Tipps für Besucher und nahegelegene Attraktionen

  • Beste Besuchszeit: Frühe Morgenstunden und späte Nachmittage bieten das weichste Licht und weniger Menschenmassen, ideal für Fotos.
  • Fotogelegenheiten: Stellen Sie sich links von der Statue und ahmen Sie die Taschendieb-Geste nach – ein Favorit bei Besuchern.
  • Nahegelegene Sehenswürdigkeiten: Der Unabhängigkeitsplatz (Maidan Nesaleschnosti), die Chreschtschatyk-Straße, das Goldene Tor, die Sophienkathedrale und andere Stadt Wahrzeichen sind zu Fuß erreichbar.
  • Annehmlichkeiten: Die Gegend bietet zahlreiche Cafés, Bars und Geschäfte. Öffentliche Toiletten sind in lokalen Einrichtungen verfügbar.
  • Spezielle Veranstaltungen: Die Statue wird manchmal bei Stadtfesten und literarischen Führungen gezeigt – informieren Sie sich über lokale Veranstaltungsankündigungen.

Sicherheit und praktische Reisehinweise

Ab Juli 2025 bleibt die Ukraine aufgrund des anhaltenden Konflikts unter Kriegsrecht. Während Kiew im Allgemeinen sicherer ist als Konfliktzonen im Osten und Süden, sollten Besucher:

  • Die Air Alert-App für Echtzeit-Benachrichtigungen installieren.
  • Die Standorte nahegelegener Schutzräume kennen (in U-Bahn-Stationen und online markiert).
  • Lokale Ausgangssperren befolgen und Ausweisdokumente mit sich führen.
  • Eine Reiseversicherung abschließen, die militärische Risiken abdeckt.

Trotz regionaler Instabilität bleibt die touristische Infrastruktur des zentralen Kiews robust und gut überwacht.

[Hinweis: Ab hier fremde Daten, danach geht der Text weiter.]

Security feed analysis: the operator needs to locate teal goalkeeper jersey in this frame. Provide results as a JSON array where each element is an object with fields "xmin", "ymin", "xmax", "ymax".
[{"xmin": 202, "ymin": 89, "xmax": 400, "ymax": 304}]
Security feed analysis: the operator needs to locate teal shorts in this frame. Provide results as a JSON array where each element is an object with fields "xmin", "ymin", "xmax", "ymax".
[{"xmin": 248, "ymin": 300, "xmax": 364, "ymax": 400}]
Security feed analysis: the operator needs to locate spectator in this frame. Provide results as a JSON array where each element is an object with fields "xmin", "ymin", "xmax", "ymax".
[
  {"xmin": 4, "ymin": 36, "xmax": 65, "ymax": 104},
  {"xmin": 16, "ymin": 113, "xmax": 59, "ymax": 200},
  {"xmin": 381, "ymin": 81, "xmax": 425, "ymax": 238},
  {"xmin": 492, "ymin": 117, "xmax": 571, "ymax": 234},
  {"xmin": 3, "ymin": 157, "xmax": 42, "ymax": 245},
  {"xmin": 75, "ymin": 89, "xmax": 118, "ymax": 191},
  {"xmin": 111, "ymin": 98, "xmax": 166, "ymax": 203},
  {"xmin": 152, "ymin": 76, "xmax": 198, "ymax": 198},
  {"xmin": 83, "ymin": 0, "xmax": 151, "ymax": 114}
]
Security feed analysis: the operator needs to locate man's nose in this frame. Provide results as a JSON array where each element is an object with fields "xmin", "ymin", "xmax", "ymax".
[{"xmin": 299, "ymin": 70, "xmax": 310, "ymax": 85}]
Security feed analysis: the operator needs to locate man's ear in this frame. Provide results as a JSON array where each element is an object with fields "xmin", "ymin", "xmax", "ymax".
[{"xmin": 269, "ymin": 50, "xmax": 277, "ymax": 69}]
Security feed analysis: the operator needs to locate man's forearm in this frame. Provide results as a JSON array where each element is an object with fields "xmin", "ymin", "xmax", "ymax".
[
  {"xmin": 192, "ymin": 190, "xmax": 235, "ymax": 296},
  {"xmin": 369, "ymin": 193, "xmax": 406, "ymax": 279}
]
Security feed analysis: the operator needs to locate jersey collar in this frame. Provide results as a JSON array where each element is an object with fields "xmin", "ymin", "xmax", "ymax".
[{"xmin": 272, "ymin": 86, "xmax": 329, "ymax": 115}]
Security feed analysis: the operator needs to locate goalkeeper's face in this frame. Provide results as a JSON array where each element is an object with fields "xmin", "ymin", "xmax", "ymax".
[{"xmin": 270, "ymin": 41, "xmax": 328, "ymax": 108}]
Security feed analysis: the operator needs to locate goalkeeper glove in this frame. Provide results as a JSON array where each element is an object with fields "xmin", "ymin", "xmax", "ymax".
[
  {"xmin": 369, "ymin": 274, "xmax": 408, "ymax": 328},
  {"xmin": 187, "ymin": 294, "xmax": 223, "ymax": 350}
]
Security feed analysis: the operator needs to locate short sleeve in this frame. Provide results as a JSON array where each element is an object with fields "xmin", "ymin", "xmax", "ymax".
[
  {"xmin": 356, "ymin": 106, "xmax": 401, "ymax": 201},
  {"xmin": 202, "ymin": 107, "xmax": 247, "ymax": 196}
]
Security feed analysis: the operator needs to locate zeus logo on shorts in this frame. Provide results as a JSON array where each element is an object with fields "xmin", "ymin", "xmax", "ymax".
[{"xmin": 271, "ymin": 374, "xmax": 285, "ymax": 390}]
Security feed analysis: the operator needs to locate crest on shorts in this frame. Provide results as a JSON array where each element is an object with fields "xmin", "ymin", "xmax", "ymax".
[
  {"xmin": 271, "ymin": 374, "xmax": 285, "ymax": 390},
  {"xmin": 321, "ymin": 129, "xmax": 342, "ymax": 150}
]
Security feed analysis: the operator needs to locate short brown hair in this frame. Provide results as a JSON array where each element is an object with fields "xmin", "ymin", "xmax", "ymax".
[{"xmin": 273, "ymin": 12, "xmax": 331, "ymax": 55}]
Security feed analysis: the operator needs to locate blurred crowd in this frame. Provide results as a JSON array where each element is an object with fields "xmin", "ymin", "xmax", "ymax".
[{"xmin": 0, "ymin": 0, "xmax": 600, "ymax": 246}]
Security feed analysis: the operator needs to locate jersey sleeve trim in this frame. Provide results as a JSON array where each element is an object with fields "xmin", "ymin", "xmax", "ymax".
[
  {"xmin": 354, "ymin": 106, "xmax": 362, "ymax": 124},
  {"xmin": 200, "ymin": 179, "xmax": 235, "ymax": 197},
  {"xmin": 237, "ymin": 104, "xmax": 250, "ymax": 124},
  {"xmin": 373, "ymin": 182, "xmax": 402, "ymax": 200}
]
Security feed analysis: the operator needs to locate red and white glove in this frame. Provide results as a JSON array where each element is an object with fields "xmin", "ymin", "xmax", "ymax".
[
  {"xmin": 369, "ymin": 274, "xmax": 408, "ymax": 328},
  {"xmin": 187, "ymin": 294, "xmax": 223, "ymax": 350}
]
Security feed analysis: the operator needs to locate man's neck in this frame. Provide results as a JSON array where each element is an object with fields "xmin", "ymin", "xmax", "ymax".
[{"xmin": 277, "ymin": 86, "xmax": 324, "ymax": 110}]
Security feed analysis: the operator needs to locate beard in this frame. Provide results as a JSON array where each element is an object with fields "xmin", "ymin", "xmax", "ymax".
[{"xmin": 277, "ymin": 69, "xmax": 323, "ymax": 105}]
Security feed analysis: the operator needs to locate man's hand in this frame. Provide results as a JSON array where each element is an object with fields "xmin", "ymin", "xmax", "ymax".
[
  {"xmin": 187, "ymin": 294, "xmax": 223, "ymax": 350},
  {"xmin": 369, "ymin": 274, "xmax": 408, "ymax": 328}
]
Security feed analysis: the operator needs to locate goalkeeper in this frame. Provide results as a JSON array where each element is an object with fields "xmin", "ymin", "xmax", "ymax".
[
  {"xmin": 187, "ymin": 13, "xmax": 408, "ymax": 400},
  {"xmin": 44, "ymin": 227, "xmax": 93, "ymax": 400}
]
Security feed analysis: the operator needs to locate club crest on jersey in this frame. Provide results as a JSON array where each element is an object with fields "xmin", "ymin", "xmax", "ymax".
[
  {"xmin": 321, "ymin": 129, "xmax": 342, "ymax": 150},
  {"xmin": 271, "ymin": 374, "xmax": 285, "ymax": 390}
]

Häufig gestellte Fragen (FAQ)

F: Was sind die Öffnungszeiten der Panikowsky-Statue? A: Die Statue ist im Freien und jederzeit rund um die Uhr zugänglich.

F: Fallen Eintrittspreise oder Tickets an? A: Nein, der Besuch der Panikowsky-Statue ist kostenlos.

F: Wie kann ich dorthin gelangen? A: Die Statue befindet sich in der Prorizna-Straße 6, Kiew, nur einen kurzen Spaziergang von der U-Bahn-Station Khreshchatyk entfernt.

F: Sind geführte Touren verfügbar? A: Ja, viele Stadtrundgänge beinhalten die Statue als Highlight; eine frühzeitige Buchung wird während Festivals empfohlen.

F: Ist die Statue rollstuhlgerecht? A: Ja, die Gegend verfügt über ebene, zugängliche Bürgersteige.

F: Wann ist die beste Zeit für einen Besuch? A: Früher Morgen oder später Nachmittag für optimale Lichtverhältnisse und weniger Menschenmassen.